Friends 'til the End...

"A friend loves at all times.." Proverbs 17:17


A true friend is there with you through the good, the bad, and even the ugly.  A true friend doesn't enslave you with your flaws, recounting them over and over each time you have a conversation.  A true friend talks it out with you when there is discord.  A true friend is present.

Today was a day my mind decided to reflect on the relationships I have with my friends, past and present.  As an introvert, I have always valued a few close friends.  When I lived back east, I had just that - a few close friends and it was fine.  Once  I moved out west, suddenly my world opened up and I knew more people than I've ever known in my life.  Whether they were friends or acquaintances, it was quite overwhelming to my introverted heart...and still is today.  However, I am so grateful for the abundance of people I know now.  The Lord has blessed me with some wild, weird, and wonderful people in my life.  However, I miss having the closeness and familiarity that comes with having best friends.

Two things that I have learned in my life:  never label people your "best friend" or ask them to be your child's godparent.  I have had bad experiences when these two things occur.  I know it may not be true for everyone, but it is in my case.  As I think about the people I am no longer in touch with, a sadness builds.  I have always taken the loss of friendships very hard, whether or not it was justified.  I am no longer the person I was when I lived back east.  I have grown in areas that could only come from moving clear across the country on faith.  I get that people go in different directions and move in different circles, but somewhere in me always wants to know "why does it have to end?".  (Good grief, I'm starting to sound like I just broke up with my boyfriend or got left at the altar.

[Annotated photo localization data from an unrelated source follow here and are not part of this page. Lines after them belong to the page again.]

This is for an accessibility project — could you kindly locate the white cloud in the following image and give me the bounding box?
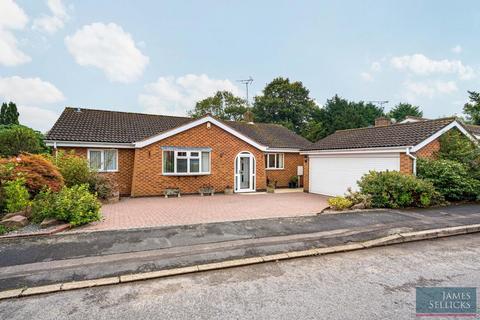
[65,23,149,83]
[33,0,69,34]
[0,76,64,132]
[360,72,373,82]
[0,0,30,66]
[18,105,59,132]
[138,74,241,115]
[451,45,462,54]
[391,54,474,80]
[403,80,458,100]
[371,62,381,72]
[0,76,65,104]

Ok, snap out of it, sister!)

Remember that email/poem that went around talking about phases of friendship?  I always wonder who will be the lifelong friends.  Thank God for His grace to have a few still hanging in there with me. The new potential friendships I have encountered lately sometimes involve weirdness that I just can't connect to (or want to). No one seems authentic. There are masks all over the place, sometimes including my own.

In my work with children, I always tell them that "to have a friend is to be a friend".   Perhaps I am not a good friend or I need better social skills. I can take responsibility for that. Maybe I just need a reminder that Jesus is the "friend who sticks closer than a brother"(Proverbs 18:24).  In the meantime, I trust that the Lord knows best and thank Him for providing me and my family with a community of people with whom we can laugh and cry.